2.2 Capabilities as mediator
A second important issue is whether agility is a complete mediator (as in Figure 1) or
whether there are also direct effects to firm performance that bypass agility; direct effects
are not shown in Figure 1.
Makadok (2003) claims that resource-picking processes are associated with investments in factor inputs, whereas capability-building processes are associated with the
integration of complementary resources into significant differentiating capabilities.
Similarly, Grant (1996) argues for a hierarchy of capabilities in which higher-order
capabilities are derived from integrating lower-order capabilities and resources;
higher-order capabilities engender lasting differential advantage because they are truly
rare, valuable, and inimitable. There is some research that supports such mediating roles
of a variety of capabilities. Barua et al. (2004) show that higher-order capabilities such as
supplier and customer side digitisation mediate the impact of IT on firm performance.
Similarly, Tanriverdi (2006) examines how knowledge capabilities mediate the same link.
Banker et al. (2006) examine the mediating role of just-in-time and supplier participation
capabilities, whereas Rai et al. (2006) demonstrate that process integration mediates the
link between IT infrastructure and firm performance.
We propose that agility is such a higher-order business capability.
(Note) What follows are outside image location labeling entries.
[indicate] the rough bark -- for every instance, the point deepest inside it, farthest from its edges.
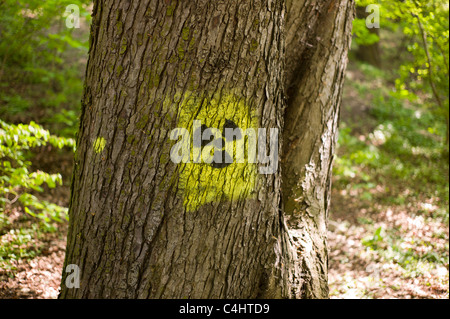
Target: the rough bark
(317, 42)
(131, 232)
(134, 231)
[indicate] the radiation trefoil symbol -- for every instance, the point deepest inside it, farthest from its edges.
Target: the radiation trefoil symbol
(220, 157)
(214, 168)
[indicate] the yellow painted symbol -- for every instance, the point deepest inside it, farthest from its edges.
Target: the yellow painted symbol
(200, 178)
(99, 145)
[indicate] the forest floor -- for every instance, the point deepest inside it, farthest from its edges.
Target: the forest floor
(388, 228)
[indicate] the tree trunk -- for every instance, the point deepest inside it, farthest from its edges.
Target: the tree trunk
(318, 40)
(142, 226)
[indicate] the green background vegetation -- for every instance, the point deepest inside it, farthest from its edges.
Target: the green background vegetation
(392, 152)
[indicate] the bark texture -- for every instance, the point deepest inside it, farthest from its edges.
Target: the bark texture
(130, 233)
(317, 42)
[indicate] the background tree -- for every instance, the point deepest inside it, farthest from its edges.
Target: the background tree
(142, 226)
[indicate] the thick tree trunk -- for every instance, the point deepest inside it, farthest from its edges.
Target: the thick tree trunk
(142, 226)
(317, 42)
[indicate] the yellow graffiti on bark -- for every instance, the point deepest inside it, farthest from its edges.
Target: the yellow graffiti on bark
(203, 183)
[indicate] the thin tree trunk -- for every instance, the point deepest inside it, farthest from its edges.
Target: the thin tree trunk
(318, 40)
(140, 227)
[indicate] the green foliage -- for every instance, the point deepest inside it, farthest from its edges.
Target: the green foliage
(16, 180)
(41, 62)
(424, 72)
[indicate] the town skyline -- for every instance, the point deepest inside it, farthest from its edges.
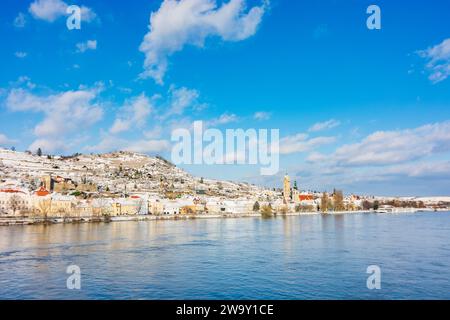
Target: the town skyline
(266, 65)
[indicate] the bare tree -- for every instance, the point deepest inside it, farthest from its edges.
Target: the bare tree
(14, 203)
(44, 207)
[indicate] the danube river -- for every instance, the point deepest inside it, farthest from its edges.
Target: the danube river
(297, 257)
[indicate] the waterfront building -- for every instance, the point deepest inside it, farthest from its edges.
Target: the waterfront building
(287, 189)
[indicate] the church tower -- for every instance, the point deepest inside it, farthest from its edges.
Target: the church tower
(287, 188)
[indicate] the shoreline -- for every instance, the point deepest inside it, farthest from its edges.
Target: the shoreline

Agility has
been defined differently by various scholars (see, e.g., Narasimhan and Das 2000,
7028
S.K. Vickery et al.
Sambamurthy et al. 2003). D’Aveni (1994) defines agility as the firm’s ability to detect and
seize market opportunities with speed and surprise (‘sense and respond’). Sometimes the
focus is specifically on supply chain agility; for example, Swafford et al. (2006) define it as
the ability to ‘react speedily to marketplace changes’ (p. 182), while Yusuf et al. (2004)
emphasise the ability ‘to respond, real time to the unique needs of customers and markets’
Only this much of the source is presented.